Where Legally Required . . .
Meanwhile, in the United States, the legal safeguards are patchy. TikTok’s own policy admits it may collect biometric identifiers “such as faceprints and voiceprints” and that it will only seek consent “where required by law”. Only a handful of states—Illinois, Texas, and Washington—have biometric privacy statutes that force companies to ask permission first. Illinois’s Biometric Information Privacy Act (BIPA) is considered the most stringent, requiring informed written consent before collection. But in most states, including Vermont, there is no such requirement. Vermont recently passed a Consumer Data Privacy Act, set to take effect in 2026, but it does not impose explicit restrictions on biometric data.
In practice, this means that a Vermont user can open TikTok, record a video, and have their facial and voice data processed without any special prompt for consent. Combined with ByteDance’s obligations under Chinese law, it highlights why American lawmakers continue to question whether U.S. user data can truly be walled off from foreign access.
What This Means for Users
So, what is the truth? TikTok is not spyware in the science-fiction sense—it doesn’t secretly activate your microphone or camera without permission. But it is a highly optimized data-collection engine that extracts vast amounts of behavioral, device, and even biometric information. And while most of that is used for advertising and recommendation, the track record shows that walls between U.S. and Chinese access have not always held.

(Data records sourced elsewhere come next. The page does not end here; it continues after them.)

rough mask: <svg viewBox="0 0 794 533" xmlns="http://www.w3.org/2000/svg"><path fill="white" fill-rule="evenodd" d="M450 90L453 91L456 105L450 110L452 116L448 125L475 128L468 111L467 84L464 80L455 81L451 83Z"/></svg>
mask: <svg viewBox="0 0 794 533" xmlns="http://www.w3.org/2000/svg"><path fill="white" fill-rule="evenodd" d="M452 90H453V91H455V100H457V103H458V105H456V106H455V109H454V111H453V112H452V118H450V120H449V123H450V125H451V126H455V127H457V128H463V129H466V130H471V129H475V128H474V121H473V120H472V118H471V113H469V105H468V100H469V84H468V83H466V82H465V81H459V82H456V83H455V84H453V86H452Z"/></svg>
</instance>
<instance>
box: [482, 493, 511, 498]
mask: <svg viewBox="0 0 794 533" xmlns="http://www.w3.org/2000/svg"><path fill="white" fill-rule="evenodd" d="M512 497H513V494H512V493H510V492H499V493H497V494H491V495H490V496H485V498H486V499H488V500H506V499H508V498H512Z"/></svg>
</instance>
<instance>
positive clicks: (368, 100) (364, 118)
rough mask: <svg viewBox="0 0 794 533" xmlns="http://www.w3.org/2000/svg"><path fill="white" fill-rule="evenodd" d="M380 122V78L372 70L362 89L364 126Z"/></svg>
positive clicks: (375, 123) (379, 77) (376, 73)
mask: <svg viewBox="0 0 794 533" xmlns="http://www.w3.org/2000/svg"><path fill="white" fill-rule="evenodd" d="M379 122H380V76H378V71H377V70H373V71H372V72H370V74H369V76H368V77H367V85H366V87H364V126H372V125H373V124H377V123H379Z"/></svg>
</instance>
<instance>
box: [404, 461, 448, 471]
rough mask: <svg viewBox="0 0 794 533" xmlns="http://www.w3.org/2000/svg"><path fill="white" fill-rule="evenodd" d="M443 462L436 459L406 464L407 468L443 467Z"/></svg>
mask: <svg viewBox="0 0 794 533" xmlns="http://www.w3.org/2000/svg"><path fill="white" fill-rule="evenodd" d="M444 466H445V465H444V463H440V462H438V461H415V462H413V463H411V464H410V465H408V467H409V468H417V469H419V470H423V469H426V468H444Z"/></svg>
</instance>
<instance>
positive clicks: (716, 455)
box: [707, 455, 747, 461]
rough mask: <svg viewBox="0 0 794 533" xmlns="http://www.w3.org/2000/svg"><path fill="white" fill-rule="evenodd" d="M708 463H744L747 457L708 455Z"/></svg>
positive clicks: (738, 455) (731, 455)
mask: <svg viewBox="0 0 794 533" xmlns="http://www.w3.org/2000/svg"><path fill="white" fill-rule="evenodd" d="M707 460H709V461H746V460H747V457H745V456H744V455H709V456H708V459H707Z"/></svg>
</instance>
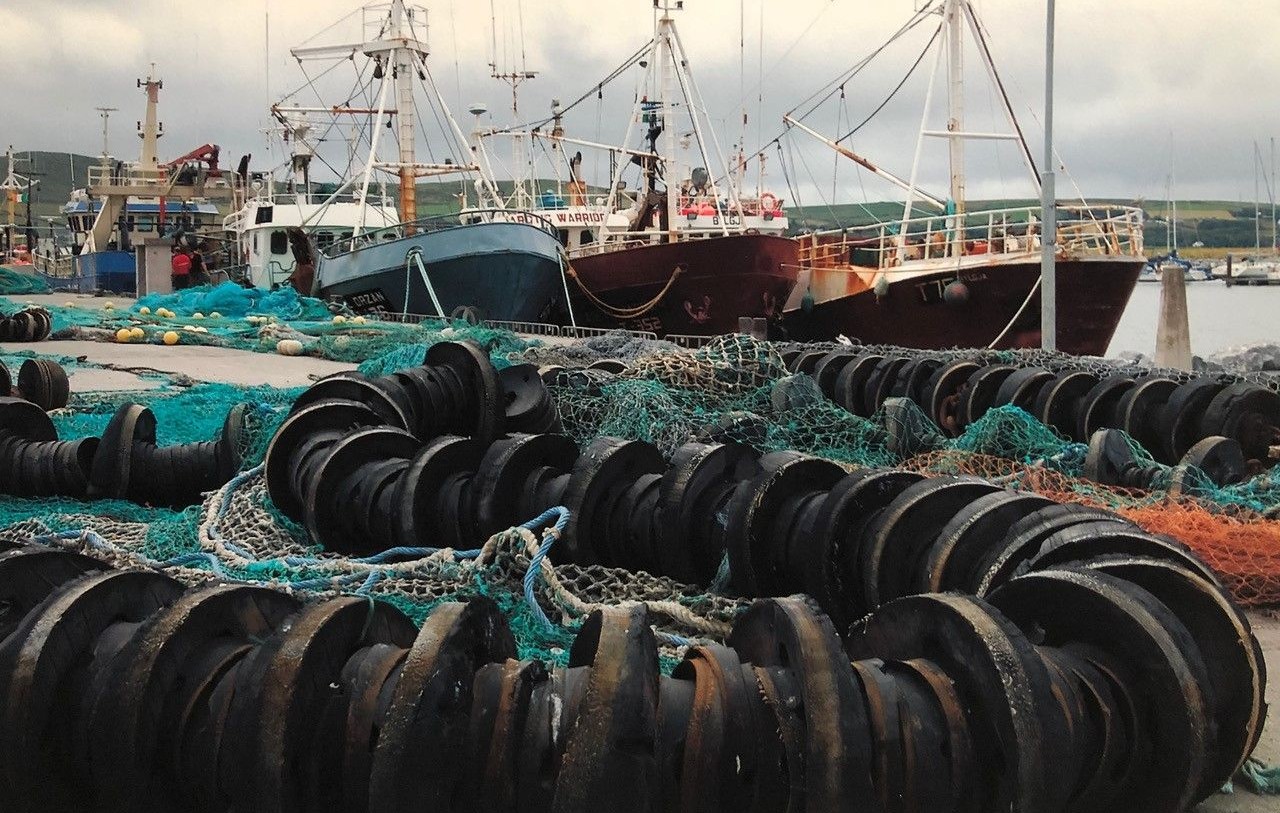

For the average user, the decision comes down to trade-offs. If you install TikTok on your main phone, you are giving the company extraordinary insight into your habits. Using the web interface or a separate device can reduce the risk. But short of abstaining entirely, there is no way to guarantee that the data you generate on TikTok will never be viewed abroad.
The bottom line: enjoy TikTok if you like, but do so with eyes open. Understand that the platform is not free in the usual sense—it is paid for with information about you. And in TikTok’s case, that information may be traveling further than you realize.